There do not seem to be any neurological studies that have found anything special about Narcissistic Personality Disorder (NPD), another cluster B disorder. But NPD is mentioned by Baron-Cohen as another disorder where the afflicted have no empathy for others. This automatically suggests prefrontal and limbic abnormalities, perhaps similar to APD and BPD, but unlike BPD, those afflicted with NPD do not suffer temporary psychotic-like symptoms.
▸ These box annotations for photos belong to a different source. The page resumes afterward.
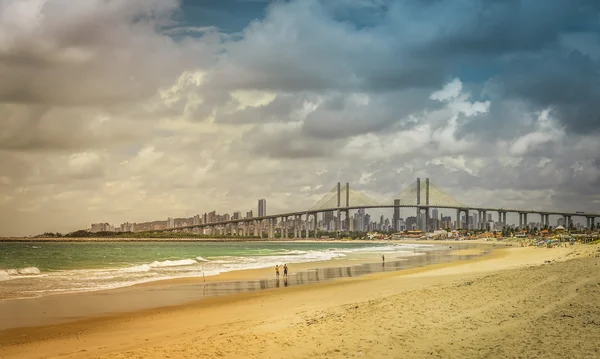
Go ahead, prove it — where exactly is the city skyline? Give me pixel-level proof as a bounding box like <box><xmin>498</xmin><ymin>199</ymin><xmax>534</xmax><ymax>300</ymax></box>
<box><xmin>0</xmin><ymin>0</ymin><xmax>600</xmax><ymax>236</ymax></box>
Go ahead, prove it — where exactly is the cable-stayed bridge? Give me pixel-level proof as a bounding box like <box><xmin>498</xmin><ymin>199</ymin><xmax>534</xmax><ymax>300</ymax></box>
<box><xmin>161</xmin><ymin>178</ymin><xmax>600</xmax><ymax>238</ymax></box>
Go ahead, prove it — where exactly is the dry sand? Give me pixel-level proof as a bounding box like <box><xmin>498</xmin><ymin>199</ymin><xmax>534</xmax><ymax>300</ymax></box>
<box><xmin>0</xmin><ymin>245</ymin><xmax>600</xmax><ymax>358</ymax></box>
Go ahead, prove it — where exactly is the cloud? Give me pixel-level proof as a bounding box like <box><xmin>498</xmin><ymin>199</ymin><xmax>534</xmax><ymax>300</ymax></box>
<box><xmin>0</xmin><ymin>0</ymin><xmax>600</xmax><ymax>235</ymax></box>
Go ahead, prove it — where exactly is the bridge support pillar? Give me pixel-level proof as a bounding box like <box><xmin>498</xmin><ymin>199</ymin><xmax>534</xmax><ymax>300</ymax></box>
<box><xmin>267</xmin><ymin>218</ymin><xmax>275</xmax><ymax>238</ymax></box>
<box><xmin>481</xmin><ymin>210</ymin><xmax>487</xmax><ymax>231</ymax></box>
<box><xmin>304</xmin><ymin>212</ymin><xmax>310</xmax><ymax>239</ymax></box>
<box><xmin>344</xmin><ymin>209</ymin><xmax>350</xmax><ymax>235</ymax></box>
<box><xmin>519</xmin><ymin>212</ymin><xmax>523</xmax><ymax>229</ymax></box>
<box><xmin>294</xmin><ymin>215</ymin><xmax>300</xmax><ymax>238</ymax></box>
<box><xmin>456</xmin><ymin>208</ymin><xmax>462</xmax><ymax>229</ymax></box>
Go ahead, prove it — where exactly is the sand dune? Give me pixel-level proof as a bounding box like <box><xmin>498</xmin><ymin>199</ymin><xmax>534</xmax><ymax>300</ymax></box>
<box><xmin>0</xmin><ymin>246</ymin><xmax>600</xmax><ymax>358</ymax></box>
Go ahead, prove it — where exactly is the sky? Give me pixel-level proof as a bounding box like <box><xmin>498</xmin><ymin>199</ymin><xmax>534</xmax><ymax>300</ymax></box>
<box><xmin>0</xmin><ymin>0</ymin><xmax>600</xmax><ymax>236</ymax></box>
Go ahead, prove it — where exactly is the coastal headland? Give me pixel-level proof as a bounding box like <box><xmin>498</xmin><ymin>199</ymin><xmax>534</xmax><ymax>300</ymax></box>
<box><xmin>0</xmin><ymin>245</ymin><xmax>600</xmax><ymax>358</ymax></box>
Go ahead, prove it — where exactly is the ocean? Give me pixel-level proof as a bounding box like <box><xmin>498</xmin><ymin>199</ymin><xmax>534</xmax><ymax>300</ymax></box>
<box><xmin>0</xmin><ymin>241</ymin><xmax>433</xmax><ymax>299</ymax></box>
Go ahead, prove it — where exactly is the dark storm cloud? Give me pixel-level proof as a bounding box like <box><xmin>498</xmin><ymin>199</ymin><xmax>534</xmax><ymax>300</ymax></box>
<box><xmin>497</xmin><ymin>50</ymin><xmax>600</xmax><ymax>134</ymax></box>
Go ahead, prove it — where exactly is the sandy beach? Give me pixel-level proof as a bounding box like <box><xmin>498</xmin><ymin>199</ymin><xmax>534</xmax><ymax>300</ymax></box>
<box><xmin>0</xmin><ymin>245</ymin><xmax>600</xmax><ymax>358</ymax></box>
It must also be acknowledged, here, that psychopaths are very narcissistic, and so deciding on a diagnosis between APD and NPD is a very difficult task.
The last disorder I would like to mention as a candidate is schizophrenia. Schizophrenics, especially when experiencing psychotic symptoms (such as auditory and visual hallucinations), can become violent. Accounts of schizophrenia and serial murder are mixed. Castle & Hensley (2002) claim that there has never been a validated case of a schizophrenic serial killer, but Ronald Markman M.D., who served as a forensic psychiatrist, details the life of Richard Chase, who was also known as The Vampire of Sacramento (Markman & Bosco, 1989). Chase was diagnosed numerous times as a paranoid schizophrenic, before he committed a number of murders towards the end of the 1980s.
A common characteristic of schizophrenics, however, is to have jumbled and confused thoughts, which when considered in light of cold, calculated, and premeditated murders, it is harder to merit schizophrenia as a driving force behind serial murder. If our serial killer was a schizophrenic, however, we could expect to see enlarged lateral ventricles (brain tissue surrounding the ventricles has diminished), depleted myelin sheaths in the cerebral cortex, and abnormal clusters of neurons (Bear, Connors, & Paradiso, 2007).
There are other implicated disorders in violent behavior and it must be understood that it is not uncommon to have more than one of them. Schizoid and Schizotypy personality disorders are known to share similarities with schizophrenia, but again, on their own the probability of them being implicated in serial murder is low to nonexistent.